Halamka went on to discuss the complexity of managing individual responses to medications and other treatments. “We can’t do a clinical trial on everything, Don Berwick of IHI”—Donald M. Berwick, M.D., CEO of the Institute for Healthcare Improvement—“says, sometimes, we just have to make good judgments,” Halamka said. “My wife is Korean, and we did her sequencing. The ultimate irony is that she’s BRACA-1 negative, and I’m BRACA-1 positive. So obviously, I didn’t give it to her.” Meanwhile, he said, “Our daughter is BRACA-1 negative, which is great. And we looked at the Harvard corpus of data, and we found that Asian women are very sensitive to taxol—neuropathy is a huge issue. So looking at the history of Asian women, we divided my wife’s dose in half. We didn’t have empirical evidence, but we looked at anecdotal evidence. And five years after diagnosis with breast cancer, the end result, after a half-dose dosage of taxol, is that she’s been cancer free with no recurrence. So we’ll move forward with precision medicine using the Internet of Things and interactions between physicians and patients,” he said, summarizing how clinicians and patient care organizations will evolve forward to use pieces of information and knowledge and various technologies, to ultimately create personalized medicine delivery for patients.
“So what are the kinds of things we’re doing at BIDMC?” Halamka asked. “We’ve built two Alexa interfaces for our patients,” he noted. “Right now, Alexa is not covered by business associate agreements. But Alexa doesn’t identify users. So it’s probably OK to do that sort of thing –to use Alexa as middleware, connecting the microsurfaces that are secure. And in your home, you can do things like say, ‘Alexa, ask BIDMC to schedule an appointment for me with an oncologist.’ It’s tricky with scheduling complexity, etc. But we hope that we can move beyond the standard keyboard-and-mouse way of communicating and making things happen.”
And, in response to a question from the audience on how the younger generation of physicians just going through medical school now will view and approach the concept of precision medicine, Halamka said clearly, “The folks graduating from medical school today are going to demand these technologies.”
Indeed, added Darby, “One medical school in Texas has focused on reinventing medical school education.

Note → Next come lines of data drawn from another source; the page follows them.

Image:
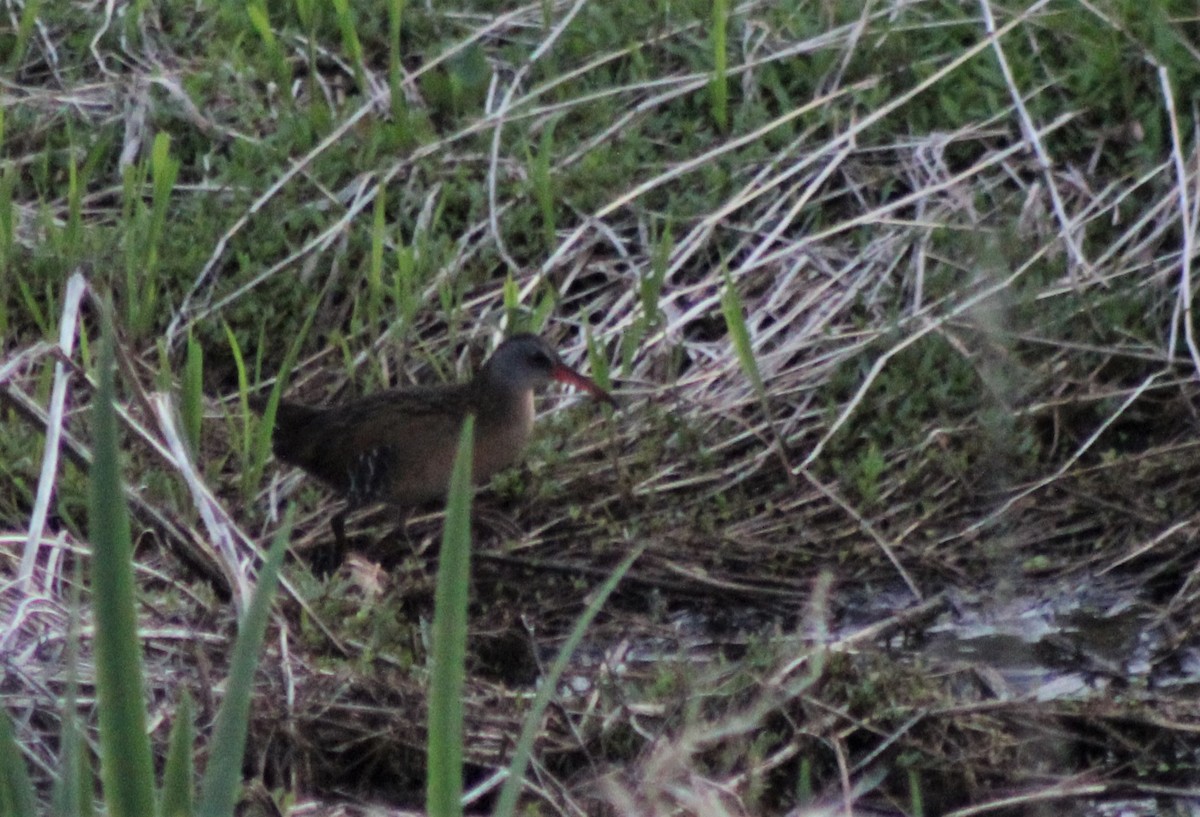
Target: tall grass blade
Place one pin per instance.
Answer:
(262, 448)
(24, 31)
(126, 767)
(505, 806)
(736, 323)
(448, 676)
(17, 796)
(73, 790)
(719, 83)
(179, 770)
(192, 400)
(222, 778)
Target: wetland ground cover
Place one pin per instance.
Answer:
(897, 298)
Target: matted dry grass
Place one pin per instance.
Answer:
(979, 370)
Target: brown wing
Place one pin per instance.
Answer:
(395, 445)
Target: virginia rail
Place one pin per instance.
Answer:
(397, 446)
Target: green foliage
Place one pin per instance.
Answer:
(16, 788)
(125, 761)
(449, 659)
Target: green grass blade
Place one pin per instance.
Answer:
(719, 83)
(262, 448)
(505, 805)
(125, 761)
(24, 32)
(239, 364)
(222, 778)
(192, 400)
(735, 320)
(73, 788)
(179, 770)
(448, 677)
(16, 788)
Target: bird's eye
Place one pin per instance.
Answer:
(540, 359)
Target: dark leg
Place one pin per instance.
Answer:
(328, 559)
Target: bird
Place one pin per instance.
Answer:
(397, 446)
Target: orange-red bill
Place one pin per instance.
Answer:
(573, 378)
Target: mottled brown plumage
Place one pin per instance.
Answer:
(397, 446)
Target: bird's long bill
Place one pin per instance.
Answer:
(570, 377)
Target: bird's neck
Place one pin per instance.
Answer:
(501, 404)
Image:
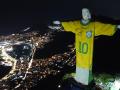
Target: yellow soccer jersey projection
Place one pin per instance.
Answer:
(84, 39)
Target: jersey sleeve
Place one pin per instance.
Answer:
(104, 29)
(69, 26)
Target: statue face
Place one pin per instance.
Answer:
(86, 14)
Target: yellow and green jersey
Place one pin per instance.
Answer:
(84, 38)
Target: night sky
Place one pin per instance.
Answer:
(18, 14)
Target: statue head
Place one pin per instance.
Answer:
(86, 15)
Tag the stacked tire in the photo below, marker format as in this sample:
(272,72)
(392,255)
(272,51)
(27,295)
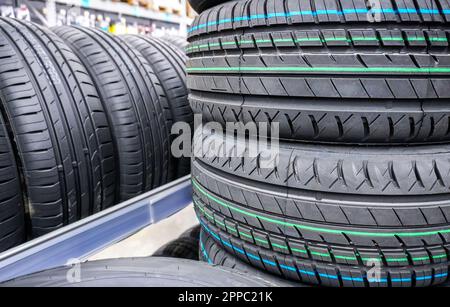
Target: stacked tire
(360,193)
(84,124)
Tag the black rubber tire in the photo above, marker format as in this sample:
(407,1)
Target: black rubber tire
(327,217)
(212,253)
(12,219)
(142,272)
(202,5)
(178,41)
(316,271)
(133,100)
(423,171)
(325,77)
(183,247)
(58,126)
(169,65)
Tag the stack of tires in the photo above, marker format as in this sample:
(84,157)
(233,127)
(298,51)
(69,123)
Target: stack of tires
(360,195)
(85,123)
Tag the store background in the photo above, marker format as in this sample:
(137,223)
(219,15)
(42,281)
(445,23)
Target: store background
(156,17)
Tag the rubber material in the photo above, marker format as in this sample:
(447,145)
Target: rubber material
(346,80)
(178,41)
(211,252)
(381,171)
(318,273)
(131,95)
(12,220)
(168,64)
(186,248)
(201,5)
(142,272)
(62,141)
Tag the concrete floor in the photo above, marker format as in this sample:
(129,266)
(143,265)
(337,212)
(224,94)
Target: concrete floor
(147,241)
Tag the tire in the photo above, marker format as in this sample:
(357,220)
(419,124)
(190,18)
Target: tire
(178,41)
(62,141)
(345,81)
(202,5)
(331,224)
(212,253)
(142,272)
(133,100)
(184,247)
(12,220)
(168,64)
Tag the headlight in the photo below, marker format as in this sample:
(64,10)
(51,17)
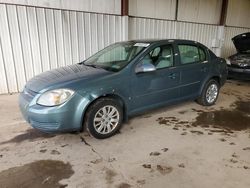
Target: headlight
(55,97)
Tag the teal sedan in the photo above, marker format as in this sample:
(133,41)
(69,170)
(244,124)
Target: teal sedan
(122,80)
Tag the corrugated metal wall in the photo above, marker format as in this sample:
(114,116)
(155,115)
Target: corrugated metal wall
(33,40)
(140,28)
(228,47)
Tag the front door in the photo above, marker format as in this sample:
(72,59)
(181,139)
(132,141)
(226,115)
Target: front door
(151,89)
(194,68)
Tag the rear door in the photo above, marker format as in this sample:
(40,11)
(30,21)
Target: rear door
(194,68)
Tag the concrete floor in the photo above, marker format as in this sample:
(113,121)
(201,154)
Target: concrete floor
(186,145)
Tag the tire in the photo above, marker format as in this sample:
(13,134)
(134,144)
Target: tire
(104,118)
(209,93)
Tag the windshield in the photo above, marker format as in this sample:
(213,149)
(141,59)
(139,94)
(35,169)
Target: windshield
(116,56)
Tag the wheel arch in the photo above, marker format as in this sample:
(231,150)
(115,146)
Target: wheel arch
(109,95)
(216,78)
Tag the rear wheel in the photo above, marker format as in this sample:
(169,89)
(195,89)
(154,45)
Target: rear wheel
(104,118)
(209,93)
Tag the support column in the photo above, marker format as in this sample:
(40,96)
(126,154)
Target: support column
(124,13)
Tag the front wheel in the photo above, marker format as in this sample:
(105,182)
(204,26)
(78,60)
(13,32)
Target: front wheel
(104,118)
(209,93)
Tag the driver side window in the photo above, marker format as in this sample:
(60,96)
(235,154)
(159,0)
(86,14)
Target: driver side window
(161,57)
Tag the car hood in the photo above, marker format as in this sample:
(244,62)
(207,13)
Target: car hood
(63,75)
(242,42)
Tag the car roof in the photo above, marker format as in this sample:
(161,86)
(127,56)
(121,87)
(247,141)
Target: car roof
(163,40)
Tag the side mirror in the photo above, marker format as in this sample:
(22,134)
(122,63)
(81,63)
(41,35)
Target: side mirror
(148,67)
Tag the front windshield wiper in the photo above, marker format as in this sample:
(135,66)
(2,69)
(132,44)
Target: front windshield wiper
(92,65)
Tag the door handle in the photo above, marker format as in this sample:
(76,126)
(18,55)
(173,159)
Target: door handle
(172,76)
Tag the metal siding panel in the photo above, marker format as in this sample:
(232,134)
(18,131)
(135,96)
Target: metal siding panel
(16,47)
(100,31)
(94,37)
(3,81)
(43,39)
(106,30)
(39,39)
(81,36)
(59,37)
(111,29)
(7,52)
(74,37)
(87,32)
(52,48)
(25,41)
(34,40)
(100,6)
(67,37)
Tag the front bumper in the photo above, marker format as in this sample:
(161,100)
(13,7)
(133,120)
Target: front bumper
(62,118)
(239,73)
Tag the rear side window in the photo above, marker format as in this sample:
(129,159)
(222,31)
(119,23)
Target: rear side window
(191,54)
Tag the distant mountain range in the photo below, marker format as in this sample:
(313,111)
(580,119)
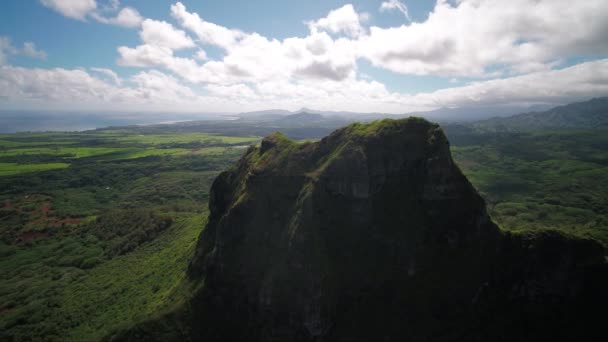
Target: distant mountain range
(592,114)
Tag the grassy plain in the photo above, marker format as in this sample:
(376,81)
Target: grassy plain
(542,180)
(97,228)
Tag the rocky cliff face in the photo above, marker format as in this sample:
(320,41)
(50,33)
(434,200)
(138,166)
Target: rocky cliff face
(373,233)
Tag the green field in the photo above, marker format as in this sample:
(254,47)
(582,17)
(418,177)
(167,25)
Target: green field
(546,180)
(97,228)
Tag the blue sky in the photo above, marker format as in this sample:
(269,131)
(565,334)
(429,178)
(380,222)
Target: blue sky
(389,56)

It’s pretty incredible. Not only have they changed the approach of practical procedures, but after the lectures are over, the students turn around and they have computers, and they immediately do applied education. The benefits are enormous.” Both Darby and Halamka see tremendous potential going forward in the various forms of precision and personalized medicine. They agree, though, that the path forward will be a complicated one, with many possible turns and unexpected developments. Certainly, it will be a fascinating journey for healthcare and for patients.